One of the rooms at the Westin is the perfect gaming room, because it’s right between two executive conference suites. We saw big groups going in and out of them a few times yesterday, but at night the doors were propped open and there was no one around.

Yesterday at the invitation-only presentations, Sony introduced their Playstation 3, Nintendo showed off the Revolution and surprised everyone with the Game Boy Micro (that thing is tiny), and several interesting games were demoed. I’m looking forward to the conference. T minus four hours!

E3 moblogging

I hope that I don’t regret allowing any of the E3 folks to moblog to the front page here.
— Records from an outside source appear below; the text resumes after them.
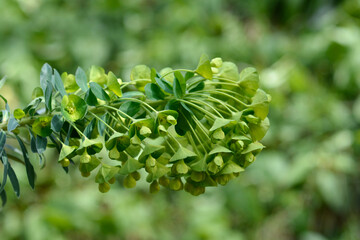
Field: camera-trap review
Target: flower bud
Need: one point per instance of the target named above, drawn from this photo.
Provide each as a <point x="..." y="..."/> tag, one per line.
<point x="129" y="182"/>
<point x="136" y="175"/>
<point x="170" y="119"/>
<point x="164" y="181"/>
<point x="154" y="187"/>
<point x="104" y="187"/>
<point x="65" y="162"/>
<point x="112" y="180"/>
<point x="198" y="176"/>
<point x="85" y="157"/>
<point x="145" y="131"/>
<point x="176" y="184"/>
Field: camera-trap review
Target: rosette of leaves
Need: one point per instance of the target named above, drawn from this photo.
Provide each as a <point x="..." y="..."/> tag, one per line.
<point x="188" y="129"/>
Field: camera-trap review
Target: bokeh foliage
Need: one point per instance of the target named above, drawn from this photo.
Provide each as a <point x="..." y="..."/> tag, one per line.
<point x="303" y="186"/>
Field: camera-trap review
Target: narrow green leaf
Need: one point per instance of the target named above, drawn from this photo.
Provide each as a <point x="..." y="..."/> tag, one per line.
<point x="81" y="79"/>
<point x="249" y="81"/>
<point x="29" y="168"/>
<point x="3" y="198"/>
<point x="90" y="98"/>
<point x="48" y="96"/>
<point x="14" y="181"/>
<point x="181" y="80"/>
<point x="5" y="163"/>
<point x="90" y="128"/>
<point x="99" y="91"/>
<point x="153" y="92"/>
<point x="2" y="140"/>
<point x="58" y="84"/>
<point x="178" y="93"/>
<point x="41" y="143"/>
<point x="12" y="124"/>
<point x="2" y="82"/>
<point x="45" y="76"/>
<point x="204" y="67"/>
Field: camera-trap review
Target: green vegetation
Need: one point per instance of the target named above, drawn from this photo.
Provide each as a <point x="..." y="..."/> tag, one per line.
<point x="304" y="185"/>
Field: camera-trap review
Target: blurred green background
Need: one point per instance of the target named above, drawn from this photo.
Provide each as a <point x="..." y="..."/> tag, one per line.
<point x="304" y="185"/>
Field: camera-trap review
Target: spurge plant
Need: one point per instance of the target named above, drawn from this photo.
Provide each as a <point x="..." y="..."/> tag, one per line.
<point x="181" y="129"/>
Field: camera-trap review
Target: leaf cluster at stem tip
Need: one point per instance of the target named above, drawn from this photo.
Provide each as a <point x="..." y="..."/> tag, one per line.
<point x="180" y="128"/>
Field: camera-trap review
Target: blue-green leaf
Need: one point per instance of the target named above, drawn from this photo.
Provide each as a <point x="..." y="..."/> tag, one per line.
<point x="58" y="84"/>
<point x="81" y="79"/>
<point x="29" y="167"/>
<point x="45" y="76"/>
<point x="99" y="91"/>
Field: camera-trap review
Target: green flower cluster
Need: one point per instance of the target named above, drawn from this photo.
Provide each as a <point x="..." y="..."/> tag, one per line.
<point x="183" y="129"/>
The new design makes it really easy to integrate new sources of posts, like the E3 moblog, or the “standard” moblog.

The old location of the E3 moblog is also available, if this page is too ugly for you.



E3 Big for Nintendo

This is something that I normally would just put in my links feed (to the right, if you’ve never noticed it before), but it’s just so exciting that I wanted to gush about it here. Not only are there going to be playable versions of all three upcoming next-gen home consoles at E3, but Nintendo might be giving us a little extra to look forward to: a next-gen Game Boy. Plus they may reveal PalmOS-for-the-DS at E3 as well.

(BTW, some of the comments on that link make me laugh).

More E3 info

The information on the next generation in game consoles is becoming more firm. We know that they’ll all be playable at the next E3. We know all about the technology behind the PS3’s Cell processor. And now we’re starting to hear information about official names. Continuing with their tradition of sticking with development names, the Nintendo Revolution is rumored to become the “Nintendo Revolution”. And afraid that X-Box 2 would sound less edgy than Playstation 3, Engadget is reporting that Microsoft’s next console will be the “X-Box 360”.

Halo Hero Zyos

The day before New Years, I went to MoMA in New York with the inlaws. We had reservations for dinner, but we were a little bit early and were sick of walking, so we stopped at a random (extremely nice, mid-high-range) restaurant and sat down in their quiet bar for a pre-dinner drink. We were chatting casually, and Mrs. D asked me “what are the big games now?” I told her that this was a huge season for sequels: Half-Life 2, GTA: San Andreas, and Halo 2, in particular. The very curteous bartender, a man with a thick french accent, stopped what he was doing, bent over towards us, and asked “Excuse me, but did you say you play Halo? I love that game.”

I’ve never played the game, but it obviously has had a huge impact on people who otherwise might not consider themselves gamers. I cant figure out how to segue from that story to a link about an international Halo superstar, but let’s pretend I did it smoothly.

Learning a language with The Sims

I installed The Sims for M last week and she spent the rest of the day playing it. In what would seem entirely unrelated news, she’s also peppered our entire apartment with little labels that have spanish translations for the objects: el piso, the floor; la estufa, the stove; el marido obsesivo-obligatorio, the obsessive-compulsive husband; etc. Well, apparently there are ways to combine these two desires to allow her to learn a foreign language while playing The Sims.